Our Most Memorable Stuff From a Year We’ll Never Forget

If you’re reading this, congratulations! It means we made it, and the final days of 2020 didn’t bring an extinction-level asteroid impact or zombie apocalypse. There weren’t even any aliens (that we know of).

In the news business, the last week of the year is usually dominated by best-of lists and reviews: the biggest stories of the year, the best films and TV shows, the best sporting events, the most influential people. Some insider info: These stories are easy to write ahead of time, which allows publications to look productive while staffers take time off. There’s been a smattering of that (and I’m going to indulge below), but 2020 being 2020, this hasn’t been a slow news week. On Wednesday, Sen. Josh Hawley announced that he would object to the counting of several states’ electoral votes on January 6. Various House Republicans have also vowed to object to the results, but Hawley’s gesture, as a senator, guarantees that an event that is usually a mere formality will be subject to drama and contention. We explain it all in the final Morning Dispatch of the year. And in his final French Press of 2020, David explained why this last-ditch effort to overturn the election is both frivolous and dangerous.
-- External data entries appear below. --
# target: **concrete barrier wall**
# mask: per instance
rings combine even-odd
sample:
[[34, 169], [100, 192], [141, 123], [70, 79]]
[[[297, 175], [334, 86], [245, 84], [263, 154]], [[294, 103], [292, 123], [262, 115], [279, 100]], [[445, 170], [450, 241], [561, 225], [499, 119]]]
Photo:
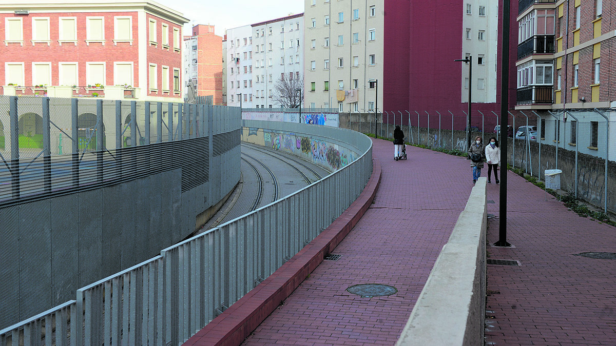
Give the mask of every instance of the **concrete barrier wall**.
[[486, 179], [479, 178], [396, 344], [484, 344]]

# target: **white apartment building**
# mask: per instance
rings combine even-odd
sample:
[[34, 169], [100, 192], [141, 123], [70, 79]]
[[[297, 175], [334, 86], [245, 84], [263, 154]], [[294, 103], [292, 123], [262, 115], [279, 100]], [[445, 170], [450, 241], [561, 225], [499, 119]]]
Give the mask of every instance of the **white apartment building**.
[[[496, 102], [498, 2], [468, 0], [463, 14], [462, 51], [472, 60], [472, 102]], [[461, 100], [468, 102], [468, 64], [462, 68]]]
[[[225, 32], [227, 56], [227, 104], [250, 108], [253, 102], [253, 28], [244, 25]], [[240, 101], [241, 98], [241, 101]], [[241, 104], [240, 104], [241, 103]]]
[[[383, 109], [383, 89], [369, 82], [383, 78], [383, 4], [305, 0], [304, 107], [365, 113], [378, 99]], [[344, 91], [353, 96], [341, 97]]]
[[278, 108], [272, 98], [282, 75], [304, 74], [304, 14], [252, 25], [253, 104], [256, 108]]

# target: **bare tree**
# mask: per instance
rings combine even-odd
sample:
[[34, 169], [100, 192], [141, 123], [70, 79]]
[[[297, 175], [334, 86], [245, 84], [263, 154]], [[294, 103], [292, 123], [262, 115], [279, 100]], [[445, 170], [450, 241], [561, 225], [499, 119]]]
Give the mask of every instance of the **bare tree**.
[[304, 102], [304, 76], [282, 75], [274, 84], [272, 99], [284, 108], [299, 108]]

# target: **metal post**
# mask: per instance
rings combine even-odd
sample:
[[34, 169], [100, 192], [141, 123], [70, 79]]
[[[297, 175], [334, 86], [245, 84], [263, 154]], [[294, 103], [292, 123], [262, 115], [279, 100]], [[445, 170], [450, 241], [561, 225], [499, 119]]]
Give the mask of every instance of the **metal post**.
[[[610, 148], [610, 120], [607, 118], [606, 115], [603, 114], [602, 112], [599, 111], [599, 110], [594, 108], [594, 111], [598, 113], [601, 116], [606, 119], [606, 169], [605, 173], [604, 174], [605, 181], [604, 182], [604, 191], [603, 191], [603, 212], [604, 214], [607, 214], [607, 158], [609, 155], [609, 148]], [[597, 135], [599, 135], [598, 134]]]
[[45, 192], [51, 192], [51, 140], [49, 123], [49, 98], [43, 97], [43, 165]]

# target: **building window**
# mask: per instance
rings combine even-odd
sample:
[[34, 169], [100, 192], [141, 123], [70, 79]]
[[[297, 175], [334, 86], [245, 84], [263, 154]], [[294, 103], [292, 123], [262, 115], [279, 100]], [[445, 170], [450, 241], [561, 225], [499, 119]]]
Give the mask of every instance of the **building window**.
[[578, 71], [579, 65], [575, 64], [573, 65], [573, 87], [578, 86]]
[[590, 122], [590, 146], [599, 147], [599, 122]]
[[599, 84], [599, 66], [601, 65], [601, 59], [594, 59], [594, 84]]

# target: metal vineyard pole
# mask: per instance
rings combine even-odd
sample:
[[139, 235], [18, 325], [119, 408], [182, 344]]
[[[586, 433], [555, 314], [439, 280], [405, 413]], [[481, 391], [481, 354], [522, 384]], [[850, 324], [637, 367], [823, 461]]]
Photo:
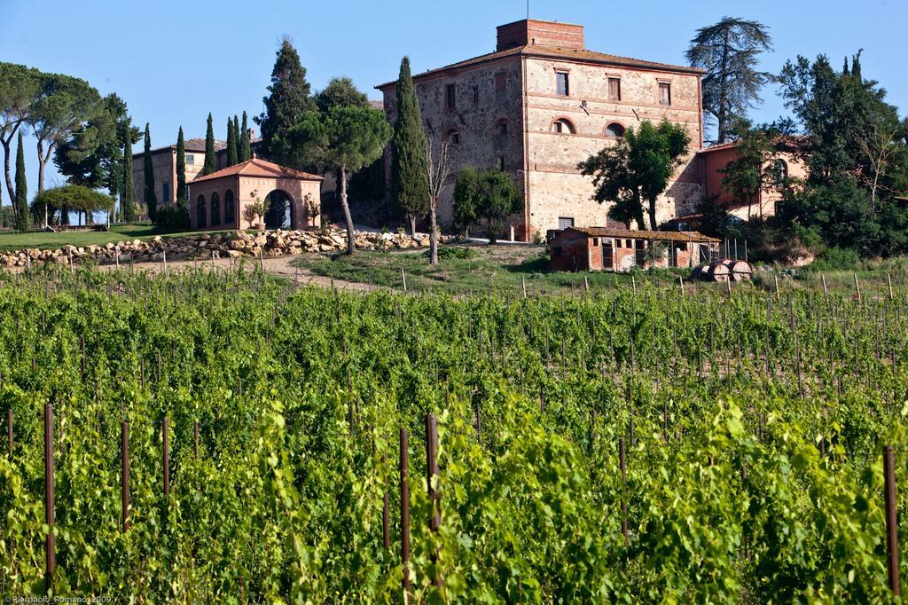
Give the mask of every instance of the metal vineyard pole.
[[54, 405], [44, 405], [44, 523], [47, 539], [44, 544], [44, 590], [50, 594], [54, 585]]
[[[438, 534], [439, 528], [441, 527], [441, 498], [439, 494], [439, 487], [441, 477], [439, 473], [439, 419], [435, 414], [426, 415], [426, 479], [429, 487], [429, 500], [432, 505], [432, 516], [429, 520], [429, 529], [432, 533]], [[435, 480], [434, 485], [432, 480]], [[439, 553], [434, 549], [431, 553], [432, 566], [435, 568], [432, 573], [432, 586], [441, 586], [441, 573], [437, 565], [439, 562]]]
[[120, 425], [120, 451], [123, 455], [120, 468], [120, 490], [123, 501], [123, 531], [129, 530], [129, 422]]
[[902, 579], [899, 573], [899, 526], [896, 518], [895, 500], [895, 451], [892, 445], [883, 449], [883, 472], [885, 475], [886, 492], [886, 567], [889, 570], [889, 588], [893, 594], [901, 596]]
[[400, 429], [400, 559], [405, 599], [410, 594], [410, 445], [407, 429]]
[[167, 422], [167, 416], [164, 416], [161, 422], [161, 438], [163, 442], [163, 462], [164, 462], [164, 498], [170, 497], [170, 440], [168, 435], [170, 427]]

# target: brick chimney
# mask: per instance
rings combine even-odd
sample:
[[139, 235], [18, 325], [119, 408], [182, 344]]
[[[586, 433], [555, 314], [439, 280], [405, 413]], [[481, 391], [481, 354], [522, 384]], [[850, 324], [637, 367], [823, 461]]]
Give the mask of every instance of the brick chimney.
[[583, 25], [524, 19], [506, 25], [498, 25], [498, 52], [527, 45], [569, 48], [571, 50], [583, 50], [585, 48]]

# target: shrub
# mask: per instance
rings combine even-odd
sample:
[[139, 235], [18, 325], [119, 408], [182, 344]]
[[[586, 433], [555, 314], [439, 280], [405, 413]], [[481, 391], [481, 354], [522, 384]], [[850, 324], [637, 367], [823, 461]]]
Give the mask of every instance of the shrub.
[[189, 229], [189, 211], [183, 206], [162, 206], [154, 214], [154, 223], [162, 229]]

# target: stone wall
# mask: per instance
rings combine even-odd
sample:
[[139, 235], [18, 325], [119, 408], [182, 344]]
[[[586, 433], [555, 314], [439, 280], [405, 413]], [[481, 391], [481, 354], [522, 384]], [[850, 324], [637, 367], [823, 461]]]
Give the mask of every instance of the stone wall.
[[[447, 243], [452, 238], [440, 236], [439, 243]], [[399, 250], [429, 246], [429, 236], [416, 237], [403, 233], [378, 233], [357, 232], [358, 250]], [[36, 248], [0, 253], [0, 267], [26, 267], [32, 263], [68, 264], [72, 257], [74, 263], [86, 261], [99, 264], [120, 263], [160, 263], [168, 261], [215, 258], [258, 258], [261, 255], [292, 256], [304, 253], [331, 253], [347, 249], [347, 233], [340, 229], [325, 232], [314, 231], [270, 231], [251, 233], [242, 231], [226, 233], [200, 233], [185, 237], [157, 236], [148, 241], [129, 240], [104, 245], [65, 245], [53, 250]]]

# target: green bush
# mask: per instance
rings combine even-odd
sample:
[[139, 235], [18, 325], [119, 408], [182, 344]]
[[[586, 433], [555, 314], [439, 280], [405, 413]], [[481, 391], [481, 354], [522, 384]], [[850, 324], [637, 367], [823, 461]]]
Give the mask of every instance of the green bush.
[[154, 223], [163, 229], [189, 229], [189, 212], [182, 207], [162, 206], [154, 215]]

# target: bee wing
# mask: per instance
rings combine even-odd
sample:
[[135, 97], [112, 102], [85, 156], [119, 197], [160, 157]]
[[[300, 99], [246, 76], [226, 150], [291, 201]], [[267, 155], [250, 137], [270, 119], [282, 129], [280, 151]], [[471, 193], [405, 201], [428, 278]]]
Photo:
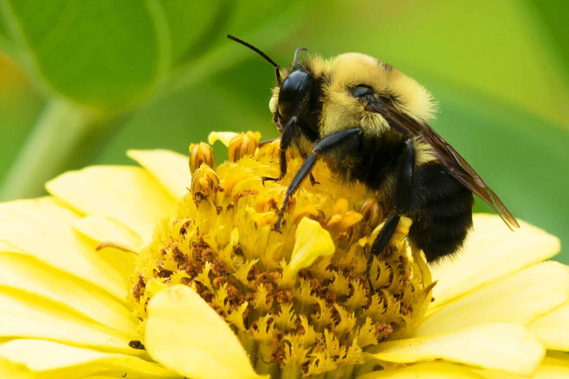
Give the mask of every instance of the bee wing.
[[368, 108], [380, 114], [390, 126], [404, 135], [410, 134], [413, 136], [422, 138], [426, 143], [431, 145], [439, 161], [446, 166], [452, 176], [492, 207], [510, 230], [513, 230], [512, 226], [519, 227], [519, 224], [514, 216], [474, 168], [430, 126], [402, 114], [394, 105], [390, 104], [373, 103], [369, 104]]

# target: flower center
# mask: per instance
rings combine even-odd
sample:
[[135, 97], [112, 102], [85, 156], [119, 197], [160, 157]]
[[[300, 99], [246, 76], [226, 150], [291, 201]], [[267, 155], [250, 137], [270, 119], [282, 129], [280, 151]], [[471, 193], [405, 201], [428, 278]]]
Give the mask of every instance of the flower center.
[[[156, 291], [189, 286], [233, 329], [258, 374], [349, 377], [365, 366], [366, 348], [409, 336], [422, 321], [431, 298], [428, 270], [407, 245], [403, 218], [374, 260], [370, 291], [366, 261], [386, 213], [364, 187], [342, 185], [324, 164], [312, 172], [320, 184], [305, 181], [289, 203], [282, 233], [271, 230], [302, 163], [290, 157], [285, 178], [263, 186], [261, 177], [278, 174], [274, 144], [249, 149], [254, 156], [246, 151], [216, 170], [194, 168], [192, 192], [140, 255], [131, 300], [143, 324]], [[299, 235], [312, 235], [298, 226], [305, 218], [329, 235], [333, 254], [300, 245]], [[293, 265], [305, 248], [312, 259]]]

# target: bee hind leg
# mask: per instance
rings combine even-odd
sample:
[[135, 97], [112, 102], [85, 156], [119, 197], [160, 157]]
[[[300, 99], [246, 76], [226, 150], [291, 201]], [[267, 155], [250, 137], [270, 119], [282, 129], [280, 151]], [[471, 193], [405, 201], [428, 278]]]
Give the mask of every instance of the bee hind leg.
[[379, 255], [387, 245], [395, 232], [399, 218], [409, 213], [411, 208], [413, 194], [413, 174], [415, 170], [415, 147], [413, 140], [405, 141], [405, 148], [403, 151], [398, 170], [397, 181], [393, 190], [393, 203], [395, 210], [380, 231], [377, 237], [372, 244], [372, 249], [368, 258], [365, 276], [369, 284], [370, 293], [374, 291], [372, 285], [370, 272], [373, 257]]
[[298, 169], [295, 174], [292, 181], [288, 185], [286, 193], [284, 194], [284, 201], [283, 205], [281, 207], [279, 212], [279, 216], [277, 219], [277, 223], [275, 224], [274, 230], [279, 231], [281, 228], [281, 222], [282, 221], [283, 216], [284, 215], [284, 211], [286, 210], [286, 206], [288, 203], [288, 199], [294, 194], [298, 189], [298, 186], [302, 182], [302, 181], [306, 176], [310, 173], [310, 170], [312, 169], [312, 166], [316, 163], [316, 159], [319, 156], [324, 155], [329, 152], [334, 148], [338, 147], [345, 143], [353, 141], [354, 138], [359, 138], [361, 130], [359, 128], [353, 128], [337, 132], [329, 136], [324, 137], [314, 145], [312, 149], [312, 153], [309, 155], [304, 161], [300, 168]]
And the pandemic has about as much regard for calendars as it has had for state and national borders and other human constructs. Americans are dying in record numbers. Many of our hospitals are contending with full ICUs and burned-out physicians and nurses. We’re still fighting about lockdowns, in-person schooling, and masks. While the vaccines that are now rolling out promise hope for 2021, the rollout has been slow—for complicated reasons, as Declan pointed out in this article—and we aren’t done with the virus that upended our year in ways we could not have predicted in March.